On the $\mathcal{NP}$-hardness of GRacSim Drawing and k-SEFE Problems

TL;DR

This paper proves that finding right-angle crossings in simultaneous graph drawings and a restricted version of SEFE are both computationally hard problems, with GRacSim Drawing being NP-hard and k-SEFE being NP-complete.

Contribution

It establishes the NP-hardness and NP-completeness of two specific problems in simultaneous graph drawing, expanding understanding of their computational complexity.

Findings

GRacSim Drawing is NP-hard.

k-SEFE is NP-complete.

Reductions from 3-Partition demonstrate complexity.

Abstract

We study the complexity of two problems in simultaneous graph drawing. The first problem, GRacSim Drawing, asks for finding a simultaneous geometric embedding of two graphs such that only crossings at right angles are allowed.
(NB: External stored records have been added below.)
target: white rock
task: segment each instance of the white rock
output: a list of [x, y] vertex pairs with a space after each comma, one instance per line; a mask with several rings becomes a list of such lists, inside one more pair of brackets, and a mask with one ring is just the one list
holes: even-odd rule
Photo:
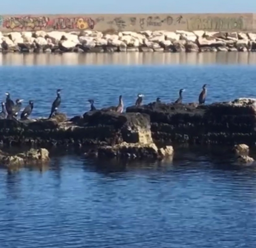
[[237, 34], [237, 36], [238, 36], [238, 38], [239, 39], [243, 39], [243, 40], [248, 40], [248, 36], [246, 34], [244, 34], [244, 33], [239, 33]]
[[8, 34], [8, 35], [10, 36], [11, 39], [13, 42], [15, 40], [18, 40], [21, 38], [21, 33], [20, 32], [11, 32]]
[[248, 40], [239, 40], [236, 42], [237, 46], [247, 46], [248, 45]]
[[148, 41], [152, 41], [157, 43], [160, 43], [162, 41], [165, 40], [165, 37], [163, 34], [157, 36], [153, 36], [148, 38]]
[[22, 37], [18, 37], [13, 40], [13, 43], [15, 45], [18, 45], [18, 44], [24, 43], [24, 39]]
[[21, 32], [21, 36], [24, 38], [31, 38], [32, 37], [32, 32]]
[[105, 39], [95, 39], [94, 42], [96, 46], [107, 46], [108, 45], [108, 41]]
[[201, 46], [214, 46], [218, 45], [219, 46], [225, 46], [226, 43], [221, 40], [216, 40], [215, 39], [208, 40], [205, 38], [199, 37], [198, 38], [198, 44]]
[[67, 49], [74, 48], [76, 45], [76, 43], [71, 40], [64, 40], [61, 42], [61, 46]]
[[107, 34], [103, 36], [103, 38], [107, 40], [118, 40], [120, 37], [117, 34]]
[[83, 31], [83, 34], [84, 36], [90, 36], [93, 33], [91, 30], [85, 30]]
[[196, 30], [193, 31], [193, 33], [198, 37], [202, 37], [204, 34], [205, 32], [203, 30]]
[[[51, 39], [49, 40], [51, 42]], [[40, 46], [45, 46], [48, 44], [46, 40], [43, 37], [38, 37], [35, 40], [35, 42]]]
[[123, 35], [120, 37], [119, 39], [123, 41], [127, 46], [130, 46], [137, 47], [143, 43], [131, 35]]
[[158, 30], [152, 32], [152, 36], [159, 36], [163, 34], [166, 32], [164, 30]]
[[81, 44], [86, 44], [88, 42], [93, 41], [94, 39], [93, 37], [89, 37], [88, 36], [80, 36], [78, 38], [79, 42]]
[[146, 30], [145, 31], [140, 31], [139, 32], [139, 34], [142, 34], [146, 36], [147, 37], [149, 37], [152, 35], [152, 31], [150, 31], [150, 30]]
[[32, 44], [35, 40], [34, 37], [25, 37], [23, 39], [24, 43]]
[[98, 39], [100, 39], [103, 37], [103, 34], [101, 32], [94, 32], [87, 35], [90, 37], [93, 37]]
[[187, 41], [189, 41], [195, 42], [197, 39], [197, 37], [193, 32], [177, 30], [176, 32], [180, 34], [181, 39]]
[[216, 48], [217, 51], [227, 51], [228, 49], [227, 47], [224, 46], [218, 46]]
[[248, 33], [248, 37], [251, 40], [255, 41], [256, 40], [256, 34], [253, 33]]
[[58, 31], [52, 31], [47, 33], [47, 35], [56, 40], [60, 40], [62, 35], [65, 36], [66, 33], [65, 32], [58, 32]]
[[8, 45], [8, 46], [9, 47], [12, 47], [13, 46], [15, 46], [15, 45], [13, 43], [13, 41], [9, 37], [3, 37], [2, 38], [2, 41], [5, 41], [7, 44]]
[[43, 31], [42, 30], [35, 31], [35, 35], [38, 37], [43, 37], [44, 38], [47, 34], [47, 33], [45, 31]]
[[166, 39], [167, 40], [174, 41], [174, 40], [179, 40], [180, 37], [180, 34], [176, 34], [175, 32], [166, 32], [164, 33]]
[[87, 41], [86, 43], [84, 43], [83, 46], [86, 47], [88, 47], [90, 49], [92, 49], [95, 47], [96, 44], [94, 40]]
[[78, 36], [76, 34], [65, 34], [65, 37], [67, 38], [68, 40], [73, 41], [76, 44], [79, 44], [80, 43], [79, 40], [78, 39]]
[[172, 41], [170, 40], [163, 40], [160, 42], [160, 43], [164, 46], [169, 46], [172, 44]]

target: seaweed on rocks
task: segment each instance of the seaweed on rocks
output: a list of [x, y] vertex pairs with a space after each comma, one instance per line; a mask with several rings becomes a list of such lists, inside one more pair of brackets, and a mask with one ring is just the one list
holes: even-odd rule
[[154, 142], [254, 145], [255, 103], [247, 98], [205, 105], [154, 102], [126, 111], [150, 116]]

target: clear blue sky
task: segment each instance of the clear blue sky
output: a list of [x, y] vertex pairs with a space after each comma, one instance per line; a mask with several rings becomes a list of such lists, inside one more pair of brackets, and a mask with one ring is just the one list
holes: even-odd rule
[[2, 14], [256, 12], [255, 0], [0, 0], [0, 2]]

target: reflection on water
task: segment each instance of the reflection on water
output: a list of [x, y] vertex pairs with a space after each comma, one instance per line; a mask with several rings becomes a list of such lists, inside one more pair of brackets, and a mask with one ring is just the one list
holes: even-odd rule
[[2, 66], [142, 65], [205, 64], [253, 64], [256, 53], [253, 52], [207, 52], [171, 53], [163, 52], [127, 52], [113, 54], [65, 53], [0, 54]]

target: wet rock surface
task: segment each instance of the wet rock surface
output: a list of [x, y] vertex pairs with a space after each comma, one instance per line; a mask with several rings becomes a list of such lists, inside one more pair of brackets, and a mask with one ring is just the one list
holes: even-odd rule
[[[150, 157], [172, 156], [176, 144], [255, 145], [256, 101], [197, 103], [152, 103], [126, 113], [97, 110], [71, 119], [61, 113], [36, 120], [0, 120], [3, 146], [90, 146], [89, 157]], [[167, 146], [166, 146], [167, 145]], [[239, 156], [248, 156], [248, 153]], [[240, 152], [241, 153], [241, 152]]]
[[150, 117], [155, 142], [254, 145], [256, 133], [255, 100], [198, 105], [153, 103], [127, 108]]
[[48, 162], [49, 152], [44, 148], [29, 150], [12, 154], [0, 150], [0, 163], [8, 168], [22, 167], [26, 165], [36, 165]]

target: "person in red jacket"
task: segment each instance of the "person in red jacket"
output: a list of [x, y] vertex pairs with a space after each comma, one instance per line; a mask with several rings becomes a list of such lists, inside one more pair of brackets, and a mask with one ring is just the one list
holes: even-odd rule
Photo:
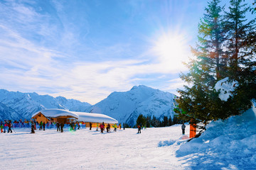
[[12, 123], [11, 123], [11, 121], [9, 120], [9, 123], [8, 123], [8, 132], [11, 132], [11, 133], [12, 133], [12, 131], [11, 131], [11, 128], [12, 127]]
[[103, 124], [100, 124], [100, 132], [103, 133], [105, 125], [103, 125]]

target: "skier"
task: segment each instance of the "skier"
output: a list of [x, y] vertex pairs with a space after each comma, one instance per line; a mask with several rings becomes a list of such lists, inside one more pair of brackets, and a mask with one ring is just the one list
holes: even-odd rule
[[46, 123], [43, 122], [43, 130], [46, 130]]
[[4, 132], [6, 132], [7, 131], [7, 121], [6, 120], [4, 120]]
[[31, 133], [35, 133], [35, 130], [34, 130], [34, 128], [35, 128], [35, 123], [34, 123], [34, 121], [33, 121], [32, 119], [31, 119]]
[[110, 124], [108, 123], [107, 125], [107, 132], [110, 132]]
[[34, 124], [35, 124], [35, 130], [36, 130], [36, 119], [34, 119]]
[[96, 131], [99, 130], [99, 123], [97, 123], [97, 128], [96, 128]]
[[42, 121], [41, 121], [40, 122], [40, 128], [39, 128], [39, 130], [43, 130], [43, 122]]
[[74, 131], [76, 131], [76, 123], [74, 123]]
[[140, 125], [138, 125], [138, 132], [137, 133], [142, 133], [142, 127]]
[[12, 133], [11, 129], [11, 128], [13, 126], [12, 123], [11, 123], [11, 120], [9, 120], [9, 123], [8, 123], [8, 132], [9, 132], [11, 131], [11, 133]]
[[117, 123], [114, 125], [114, 132], [117, 132]]
[[64, 127], [64, 124], [63, 123], [60, 123], [60, 132], [63, 132], [63, 127]]
[[60, 131], [60, 123], [58, 122], [57, 122], [57, 132], [58, 131]]
[[104, 130], [103, 124], [100, 124], [100, 132], [103, 133], [103, 130]]
[[2, 122], [2, 121], [1, 121], [0, 128], [1, 128], [1, 132], [3, 132], [4, 125], [3, 125], [3, 122]]
[[182, 125], [181, 125], [182, 135], [185, 135], [185, 128], [186, 128], [186, 125], [184, 125], [184, 123], [182, 123]]
[[70, 123], [70, 131], [71, 131], [71, 130], [73, 130], [73, 123]]
[[90, 130], [92, 130], [92, 123], [90, 123]]

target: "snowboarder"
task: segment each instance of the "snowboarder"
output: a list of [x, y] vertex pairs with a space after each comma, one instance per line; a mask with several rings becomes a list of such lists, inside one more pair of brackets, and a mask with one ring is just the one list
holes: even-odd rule
[[42, 121], [40, 122], [40, 128], [39, 128], [39, 130], [43, 130], [43, 122]]
[[90, 130], [92, 130], [92, 123], [90, 123]]
[[31, 133], [35, 133], [35, 123], [33, 121], [33, 120], [31, 120]]
[[185, 135], [185, 128], [186, 128], [186, 125], [184, 125], [184, 123], [182, 123], [182, 125], [181, 125], [182, 135]]
[[13, 126], [12, 123], [11, 123], [11, 120], [9, 120], [9, 123], [8, 123], [8, 132], [11, 132], [11, 133], [12, 133], [11, 129], [11, 128]]
[[43, 130], [46, 130], [46, 123], [43, 122]]
[[140, 125], [138, 125], [138, 132], [137, 133], [142, 133], [142, 127]]

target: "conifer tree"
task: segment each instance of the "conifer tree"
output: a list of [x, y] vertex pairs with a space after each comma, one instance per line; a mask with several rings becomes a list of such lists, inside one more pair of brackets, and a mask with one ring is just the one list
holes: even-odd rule
[[244, 110], [251, 106], [250, 101], [256, 96], [256, 27], [255, 17], [250, 21], [246, 18], [250, 6], [242, 2], [230, 0], [229, 11], [225, 12], [225, 28], [228, 30], [228, 74], [230, 79], [239, 83], [233, 104]]
[[220, 15], [223, 8], [219, 6], [219, 0], [208, 2], [206, 13], [198, 25], [197, 49], [192, 49], [196, 58], [187, 64], [189, 72], [181, 75], [183, 81], [192, 86], [185, 86], [184, 90], [178, 90], [181, 96], [178, 103], [182, 112], [177, 113], [185, 121], [196, 123], [218, 119], [218, 110], [215, 106], [220, 100], [214, 86], [223, 76], [220, 60], [224, 55], [222, 46], [225, 40]]
[[[242, 4], [242, 0], [230, 0], [229, 11], [225, 12], [225, 29], [228, 41], [225, 45], [229, 55], [229, 75], [232, 79], [239, 81], [242, 72], [253, 56], [251, 49], [247, 48], [248, 35], [255, 35], [255, 20], [247, 21], [246, 13], [250, 7]], [[252, 49], [253, 50], [253, 49]]]

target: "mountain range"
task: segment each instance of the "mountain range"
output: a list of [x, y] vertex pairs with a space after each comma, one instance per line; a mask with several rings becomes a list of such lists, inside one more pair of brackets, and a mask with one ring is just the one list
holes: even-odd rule
[[126, 92], [113, 92], [107, 98], [90, 105], [62, 96], [56, 98], [36, 93], [21, 93], [0, 89], [0, 120], [30, 119], [31, 115], [43, 109], [60, 108], [72, 111], [107, 115], [133, 126], [139, 114], [174, 118], [174, 94], [146, 86], [134, 86]]

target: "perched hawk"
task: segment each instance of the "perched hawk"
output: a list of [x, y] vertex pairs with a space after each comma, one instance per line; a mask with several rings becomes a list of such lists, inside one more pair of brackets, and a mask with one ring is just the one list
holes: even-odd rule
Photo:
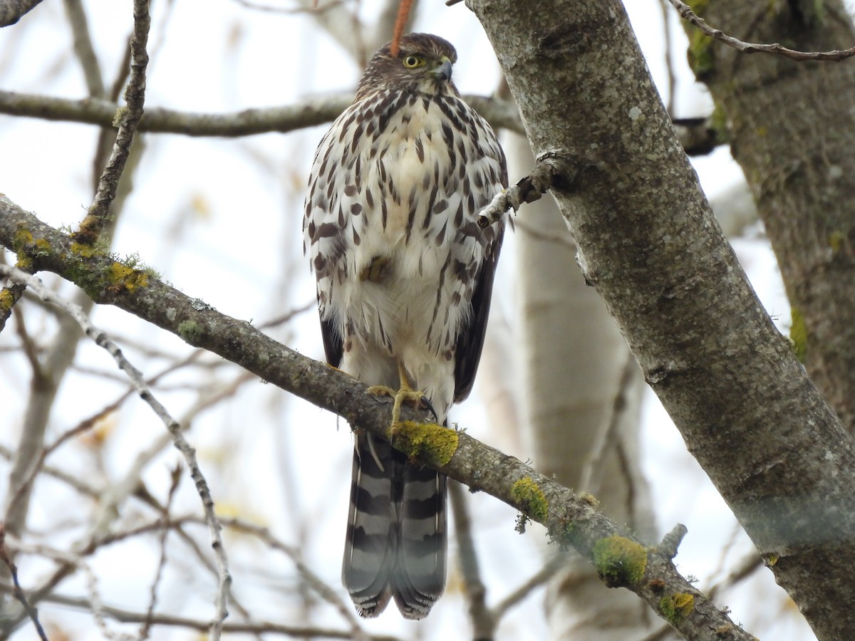
[[[371, 59], [318, 146], [304, 250], [327, 361], [439, 422], [465, 398], [484, 344], [504, 227], [476, 216], [507, 185], [490, 126], [451, 82], [454, 47], [425, 33]], [[422, 619], [445, 583], [445, 477], [357, 432], [342, 580], [363, 616], [390, 597]]]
The second problem, k-SEFE, is a restricted version of the topological simultaneous embedding with fixed edges (SEFE) problem, for two planar graphs, in which every private edge may receive at most $k$ crossings, where $k$ is a prescribed positive integer. We show that GRacSim Drawing is $\mathcal{NP}$-hard and that k-SEFE is $\mathcal{NP}$-complete. The $\mathcal{NP}$-hardness of both problems is proved using two similar reductions from 3-Partition.